And let me tell you, it's only been 13 days since it began, but already I feel like I have been thrown under the bus in a thousand different ways. Not only am I participating as a writer myself, but I am also using the program in my classroom. It's been Nutz.
My Own Personal Experience:
NaNoWriMo is something that I fight with every year. Not only do I fight with whether or not I want to do it, but also whether or not it's even a good idea. One of my favorite, and word-smithly talented, writers Maggie Stiefvater wrote a really interesting entry that sums up what my biggest worried are when I think about tackling NaNoWriMo which basically boils down to: I'm not sure if I'm writing trash or actually getting a story out.
Perhaps my biggest issue as a writer is just writing. You would think as somebody who loves stories, words, pages, etc, it wouldn't be all that hard for me to buckle down and just put words to paper in any format, but it is. I think it's because once those words are out of my head and the story starts to move I become my own worst professor and I critic everything and over think it all. I want my writing to be purposeful and I want it to be good and I'm still trying to break myself of a horrible habit of thinking that it has to be that way the first time I put things down. I've been repeating to my students over and over about how writing is a process and nothing is really ever finished.
I actually started one novel, couldn't really bring myself to get invested in it, and restarted with another in the first few days. I'm behind about 10k and I'm doing my best to punch myself in the gut and get writing. So perhaps, NaNo is just the thing to kick start me into doing the one thing I find I have trouble with: actually write.
Here's my Participant site if you're interested in seeing me struggle. http://nanowrimo.org/participants/whitequeen13
My Classroom Experience:
My experience using this program in the classroom, however, has been almost like a tiny mirror and has both really made me excited about what my students are capable of, and sad at the same time.

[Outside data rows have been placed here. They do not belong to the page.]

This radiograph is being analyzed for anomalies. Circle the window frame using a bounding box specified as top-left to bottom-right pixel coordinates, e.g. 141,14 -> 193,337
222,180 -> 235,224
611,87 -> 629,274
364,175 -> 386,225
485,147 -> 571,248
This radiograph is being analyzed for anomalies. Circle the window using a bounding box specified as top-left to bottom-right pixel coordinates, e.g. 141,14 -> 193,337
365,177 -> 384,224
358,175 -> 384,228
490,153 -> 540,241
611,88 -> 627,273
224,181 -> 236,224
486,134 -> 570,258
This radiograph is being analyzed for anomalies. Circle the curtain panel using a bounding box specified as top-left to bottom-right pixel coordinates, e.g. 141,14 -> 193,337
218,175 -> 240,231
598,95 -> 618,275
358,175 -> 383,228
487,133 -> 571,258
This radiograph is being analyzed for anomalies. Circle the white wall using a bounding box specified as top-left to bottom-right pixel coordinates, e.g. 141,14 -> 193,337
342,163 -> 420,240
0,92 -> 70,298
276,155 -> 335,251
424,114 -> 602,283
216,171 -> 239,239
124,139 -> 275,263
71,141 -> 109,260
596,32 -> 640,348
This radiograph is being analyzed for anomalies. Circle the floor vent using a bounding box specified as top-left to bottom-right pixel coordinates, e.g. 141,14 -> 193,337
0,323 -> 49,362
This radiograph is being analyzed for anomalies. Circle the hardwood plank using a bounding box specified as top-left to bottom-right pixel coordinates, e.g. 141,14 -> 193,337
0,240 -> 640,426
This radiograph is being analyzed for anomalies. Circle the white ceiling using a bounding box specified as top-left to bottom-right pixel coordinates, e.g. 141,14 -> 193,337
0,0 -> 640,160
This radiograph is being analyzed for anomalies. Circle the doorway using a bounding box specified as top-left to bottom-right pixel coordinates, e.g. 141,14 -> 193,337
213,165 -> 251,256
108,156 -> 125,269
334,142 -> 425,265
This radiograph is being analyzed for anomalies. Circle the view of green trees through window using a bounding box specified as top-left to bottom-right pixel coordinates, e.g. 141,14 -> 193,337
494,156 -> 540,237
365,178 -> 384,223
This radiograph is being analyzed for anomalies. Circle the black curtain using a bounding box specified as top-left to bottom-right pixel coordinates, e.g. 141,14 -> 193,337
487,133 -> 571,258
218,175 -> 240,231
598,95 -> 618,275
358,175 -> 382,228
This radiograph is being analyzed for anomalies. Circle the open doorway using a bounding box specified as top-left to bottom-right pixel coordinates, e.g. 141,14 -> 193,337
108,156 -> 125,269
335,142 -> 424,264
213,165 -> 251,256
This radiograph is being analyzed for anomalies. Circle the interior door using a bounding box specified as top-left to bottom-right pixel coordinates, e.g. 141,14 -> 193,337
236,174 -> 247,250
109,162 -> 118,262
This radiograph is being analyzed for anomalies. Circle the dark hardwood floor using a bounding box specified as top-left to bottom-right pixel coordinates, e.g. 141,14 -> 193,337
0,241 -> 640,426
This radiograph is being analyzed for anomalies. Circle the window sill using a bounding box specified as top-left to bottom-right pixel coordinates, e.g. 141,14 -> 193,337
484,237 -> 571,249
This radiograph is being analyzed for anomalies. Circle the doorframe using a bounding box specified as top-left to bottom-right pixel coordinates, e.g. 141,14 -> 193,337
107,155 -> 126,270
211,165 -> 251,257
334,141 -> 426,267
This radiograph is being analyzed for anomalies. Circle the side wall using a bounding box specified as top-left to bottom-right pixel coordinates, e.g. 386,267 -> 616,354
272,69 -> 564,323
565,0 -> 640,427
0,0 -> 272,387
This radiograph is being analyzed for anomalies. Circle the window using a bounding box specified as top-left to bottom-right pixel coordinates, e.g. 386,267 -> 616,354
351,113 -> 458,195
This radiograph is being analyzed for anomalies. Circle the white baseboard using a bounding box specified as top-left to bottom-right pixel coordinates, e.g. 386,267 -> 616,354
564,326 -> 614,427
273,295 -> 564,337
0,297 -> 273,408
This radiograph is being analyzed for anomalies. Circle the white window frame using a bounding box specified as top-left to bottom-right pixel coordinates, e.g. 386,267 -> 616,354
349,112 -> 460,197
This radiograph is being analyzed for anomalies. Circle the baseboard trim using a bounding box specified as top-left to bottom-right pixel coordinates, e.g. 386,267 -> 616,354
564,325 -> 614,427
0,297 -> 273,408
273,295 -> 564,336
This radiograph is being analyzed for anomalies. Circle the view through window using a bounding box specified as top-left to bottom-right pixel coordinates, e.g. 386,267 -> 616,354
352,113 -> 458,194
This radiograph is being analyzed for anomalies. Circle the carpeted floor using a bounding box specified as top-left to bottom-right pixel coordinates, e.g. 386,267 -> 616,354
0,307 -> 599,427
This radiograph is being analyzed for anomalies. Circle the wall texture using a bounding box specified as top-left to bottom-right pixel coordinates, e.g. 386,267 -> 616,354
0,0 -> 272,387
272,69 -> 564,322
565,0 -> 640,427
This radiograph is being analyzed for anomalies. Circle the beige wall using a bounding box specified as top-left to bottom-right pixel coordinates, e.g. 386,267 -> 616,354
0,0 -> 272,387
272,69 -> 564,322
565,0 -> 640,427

The Young Writer's Program version of this challenge requires students to write 30,000 words. Because I'm actually using this project as a grade, I've assigned word count goals to a solid grade in my class. 30k is an A, 22k a B and 15k a C. Anything below that is failing. I've given my students half of the period each day (about 35 min) to write so that they can complete it. They also know that they need to dedicate time at home for homework to get at least 1k a day.
So far, the project has been a mixed blessing. Each week I have them turn in a two to three paragraph excerpt of their novel, and some of the writing has been really awesome! I've been focusing on the use of details in order for them to practice pulling the reader into their story.
Time management has been a big issue though, and I know that is the hardest part of the project. Not only for me but for the students as well. I should be about 40% finished by now and I am only at 20%. My students are even worse and only 1 or 2 out of 60 are at that point. Most are 20% or below like me. Most of them have little to no typing skills, which doesn't help, so I'll need to take that into consideration when doing the program again. Perhaps a month of typing skills as well as writing tactics will be needed.
Overall I'm really glad I decided to do NaNo, both individually and with my students. I think the rigorousness of the project is a good push, especially at the beginning of the year, for student whose writing skills are far below where they should be for their age.
For me, this is a good push to get in the groove of actually putting words down. It's also a great way to beat into my own head the idea that it doesn't have to be perfect the first time. I can't have a novel to work on without actually having a novel.